La definición que han hecho Bush y Powell respecto a una situación de guerra
es, ciertamente, la más apropiada. El problema es que los actos violentos
de Nueva York y Washington no son el detonante de ninguna guerra (al modo
y manera de un "segundo Pearl Harbor") sino que, más bien, son la
continuación de una guerra que se viene manteniendo durante mucho tiempo en
el Oriente Medio, el Golfo y el Sur de Asia, entre Estados Unidos y sus aliados
por una parte, y las naciones y pueblos árabes de dichas regiones por otra.
Irak viene siendo sistemáticamente atacada por los bombarderos americanos
y británicos desde hace más de una década. Se puede decir, por lo tanto, que
la Guerra del Golfo nunca finalizó. Continua el apoyo indesmayable de Estados
Unidos al régimen israelí que sostiene una guerra contra los palestinos plena
de ataques israelíes por tierra y aire y de atentados suicidas por parte palestina.
En el sur de Asia y el norte de Africa, Estados Unidos se ha visto involucrado
en actos de guerra contra Afganistán, Libia y Sudán como prolongación de su
conflicto contra terroristas árabes o musulmanes.
La implicación de Estados Unidos en esta guerra siempre ha permanecido invisible
o, cuando menos, muy distante para la gran mayoría de la ciudadanía norteamericana
porque los escenarios donde se han producido estos hechos violentos están
demasiado lejanos, en el Oriente Medio o cualquier otro sitio igualmente distante.
Por equivocación o descuido, el primer ministro de Israel, Ariel Sharon, ha
sido muy explícito respecto a la interrelación existente entre estos conflictos,
al vincular la violenta guerra contra los palestinos con la violencia en Nueva
York y Washington.
La posible propagación de una guerra que afecte a Estados Unidos, al igual
que la amenaza de Washington de declarar la guerra a los estados que procuren
"paraísos seguros a los terroristas", ha puesto muy nerviosos a
los inversores. Los financieros de Wall Street temen que se produzca una venta
masiva de acciones y bonos, especialmente por parte de los inversores extranjeros,
además de una fuga de las inversiones en dólares en busca de otras alternativas
más seguras. La destrucción del World Trade Center, muy próximo a Wall Street,
aumenta la percepción entre los inversores de que el poder global de Estados
Unidos no sólo no es invencible sino que, también, resulta vulnerable ante
un ataque.
El atractivo de los valores y bonos norteamericanos siempre ha estado mucho
menos relacionado con su economía especulativa que con su imagen de baluarte
de la estabilidad. Una posible salida de inversiones extranjeras empujaría
la economía norteamericana a una recesión de gran calado y, según estiman
los economistas, se originaría una campaña en contra del dólar que debilitaría
sensiblemente la balanza de pagos de Estados Unidos.

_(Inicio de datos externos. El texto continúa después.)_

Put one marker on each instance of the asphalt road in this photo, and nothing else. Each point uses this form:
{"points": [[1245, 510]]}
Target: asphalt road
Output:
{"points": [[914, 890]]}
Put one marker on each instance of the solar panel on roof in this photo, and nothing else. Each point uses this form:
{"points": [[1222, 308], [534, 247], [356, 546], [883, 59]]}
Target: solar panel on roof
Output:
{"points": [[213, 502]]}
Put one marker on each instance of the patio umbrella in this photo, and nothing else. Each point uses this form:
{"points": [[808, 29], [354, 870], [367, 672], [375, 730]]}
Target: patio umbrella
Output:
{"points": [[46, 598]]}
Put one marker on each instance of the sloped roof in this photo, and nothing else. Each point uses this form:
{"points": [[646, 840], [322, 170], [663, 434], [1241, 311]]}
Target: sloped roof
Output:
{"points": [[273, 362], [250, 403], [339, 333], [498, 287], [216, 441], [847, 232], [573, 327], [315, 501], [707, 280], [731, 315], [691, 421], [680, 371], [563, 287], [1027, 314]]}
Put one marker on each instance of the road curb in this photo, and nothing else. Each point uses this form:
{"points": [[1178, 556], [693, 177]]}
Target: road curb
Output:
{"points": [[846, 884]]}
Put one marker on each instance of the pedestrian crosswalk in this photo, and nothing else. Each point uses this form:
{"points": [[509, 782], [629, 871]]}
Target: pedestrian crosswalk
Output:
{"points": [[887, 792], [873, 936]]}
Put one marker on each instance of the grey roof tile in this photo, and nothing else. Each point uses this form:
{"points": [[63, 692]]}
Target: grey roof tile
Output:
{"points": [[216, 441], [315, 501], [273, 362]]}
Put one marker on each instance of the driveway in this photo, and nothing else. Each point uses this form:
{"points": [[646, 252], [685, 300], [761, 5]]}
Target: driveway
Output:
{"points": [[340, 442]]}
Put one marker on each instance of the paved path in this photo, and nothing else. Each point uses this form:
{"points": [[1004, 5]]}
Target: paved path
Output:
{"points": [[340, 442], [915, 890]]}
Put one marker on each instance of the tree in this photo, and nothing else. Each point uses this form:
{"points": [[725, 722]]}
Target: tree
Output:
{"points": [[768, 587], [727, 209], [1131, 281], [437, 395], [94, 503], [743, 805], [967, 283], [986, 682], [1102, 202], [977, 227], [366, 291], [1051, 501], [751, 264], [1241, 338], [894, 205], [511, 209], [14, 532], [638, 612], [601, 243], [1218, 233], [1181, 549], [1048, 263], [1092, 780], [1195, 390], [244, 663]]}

La fragilidad del Nuevo Orden Mundial se manifiesta claramente en los intentos
de reforzar tanto las políticas de seguridad como las fuerzas militares dentro
de la OTAN, con la finalidad de proyectar una imagen de cohesión y fortaleza.
Aunque estos violentos ataques también tienen sus raíces en la reciente historia
de las guerras balcánicas y el bombardeo de Yugoslavia, además de las guerras
de Bosnia, Kosovo y Macedonia. La consolidación de un poder global y la conservación
de un imperio frente a sus adversarios no es precisamente una reunión para
tomar el té.
Como muchos historiadores han señalado, las guerras en el extranjero tienen
su propio camino de vuelta a casa. El científico político estadounidense Chalmers
Johnson, del partido conservador, habla de "contragolpe" o "efecto
boomerang" al referirse a que las propias fuerzas que Washington apoyaba
en tiempos (las de los fundamentalistas musulmanes frente a adversarios como
la Unión Soviética) se han convertido ahora en sus enemigos más violentos.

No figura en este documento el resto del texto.